There were 26,629 permanent qualified GPs working in England in January, down 1.3% from 26,985 in January 2022, NHS Digital said.
It follows a 1.3% drop in December.
The figures are the latest to suggest the start of a possible trend, though more data is needed to confirm whether the numbers are on a clear downwards path.
GP workforce statistics can fluctuate month to month, which is why year-on-year comparisons are a more reliable measure of long-term change.
Beccy Baird, senior policy fellow at the King’s Fund, told the PA news agency the ongoing drop showed the rising number of GPs in training year on year was not translating into fully-qualified permanent staff.
She added: “We can see from the data that even though we are training more GPs than ever before, the number is not going up as fast as we need it to.
“We are seeing full-time GPs leaving the profession and retiring, so we are not focusing enough on retention. But, equally, we are seeing people reducing hours because the workload is so enormous.
“That’s in the context of the [Government’s] manifesto promise to increase the number [of GPs] by 6,000. But they are either staying the same or going down.
“That’s in the context of increasing demand – you can see in the activity data demand is going up, they are doing more activity than ever before and we know a lot of that activity is more complex.
“We need to pay much more attention to retention, what will it take to keep GPs working, and I think there’s a range of things there we need to look at.
“They need access to more of the things that keep people happy at work, for example people want to feel part of a well-functioning team. They want time to do their job the way they are trained to do it, so time with patients.
“We know they need access to ongoing development and training, and a sense of progression. At the moment, it feels we are a bit stuck on a treadmill and no-one has the headspace to do any of this work.”
The latest figures also show the proportion of GPs in England working full time at local surgeries continues to be at its lowest level since current records began nearly eight years ago.
Fewer than one in four (23%) qualified permanent GPs worked at least 37.5 hours a week in January this year while nearly seven in 10 (69%) worked between 15 and 37.5 hours.
In January last year, 24% of qualified permanent GPs worked full time, with 68% working between 15 and 37.5 hours a week
The earliest data shows 33% of permanent GPs were working full time in September 2015.
All statistics are based on the number of full-time equivalent posts in the GP workforce and do not include trainees or locums.
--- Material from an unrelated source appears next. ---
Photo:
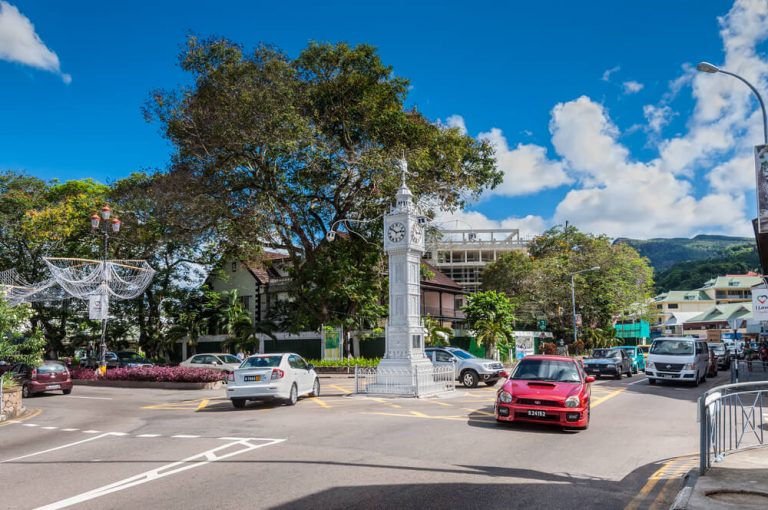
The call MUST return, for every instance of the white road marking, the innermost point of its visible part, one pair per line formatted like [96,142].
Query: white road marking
[192,462]
[54,449]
Meanwhile, separate NHS Digital data also published on Thursday showed GPs carried out 29.4 million appointments in January, 69% of which were face to face and 45% on the day they were booked.
Professor Kamila Hawthorne, chair of the Royal College of GPs, said the figures showed what a tough winter it had been in general practice, with members reporting they continue to face “intense workload and workforce pressures”.
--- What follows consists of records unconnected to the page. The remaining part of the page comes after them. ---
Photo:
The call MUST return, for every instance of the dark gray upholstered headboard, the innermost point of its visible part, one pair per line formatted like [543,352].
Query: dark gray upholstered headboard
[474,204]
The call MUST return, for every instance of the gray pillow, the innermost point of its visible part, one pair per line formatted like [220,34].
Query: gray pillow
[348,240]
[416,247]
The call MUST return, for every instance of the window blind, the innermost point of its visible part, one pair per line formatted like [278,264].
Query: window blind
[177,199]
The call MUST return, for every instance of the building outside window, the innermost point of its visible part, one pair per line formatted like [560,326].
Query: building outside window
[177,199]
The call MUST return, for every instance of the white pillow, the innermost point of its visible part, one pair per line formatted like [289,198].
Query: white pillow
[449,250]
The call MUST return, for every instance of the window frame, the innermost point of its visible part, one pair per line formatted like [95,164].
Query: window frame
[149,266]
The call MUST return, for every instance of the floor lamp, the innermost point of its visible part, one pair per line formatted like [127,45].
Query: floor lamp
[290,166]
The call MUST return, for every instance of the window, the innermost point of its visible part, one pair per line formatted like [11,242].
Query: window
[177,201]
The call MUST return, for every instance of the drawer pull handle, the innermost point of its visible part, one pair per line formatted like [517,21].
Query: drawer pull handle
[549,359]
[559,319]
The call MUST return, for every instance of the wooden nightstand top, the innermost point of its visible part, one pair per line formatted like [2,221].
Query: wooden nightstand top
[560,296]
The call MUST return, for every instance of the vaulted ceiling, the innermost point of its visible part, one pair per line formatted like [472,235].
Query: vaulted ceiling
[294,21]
“Almost 30 million patient consultations were delivered by GPs and our teams in January, 16% more than the same month in 2019, with more than 45% of these on the same day they were booked,” she added.
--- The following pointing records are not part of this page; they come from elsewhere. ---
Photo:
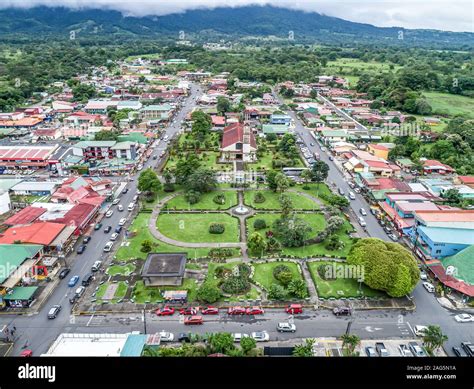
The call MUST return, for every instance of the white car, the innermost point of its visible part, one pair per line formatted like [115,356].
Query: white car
[238,336]
[166,336]
[464,318]
[419,330]
[429,287]
[286,327]
[260,336]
“GPs and our teams are going above and beyond to ensure patients receive timely and appropriate care, but they are doing so with 843 fewer fully-qualified, full-time equivalent GPs than in 2019 – a figure that continues to fall.
“Month on month the data tells the same story. This isn’t sustainable, it’s leading to access and safety issues for patients, and it’s causing GPs to burn out and leave the profession earlier than they planned to.
“It’s high time the Government recognised the pressures facing general practice and the impact this is having on both patients and the general practice workforce, and acted to address them.”
The college is calling on the Government to draw up a recruitment-and-retention strategy that goes beyond the target of 6,000 GPs pledged in its election manifesto, and for steps to cut bureaucracy so that GPs can spend more time with their patients.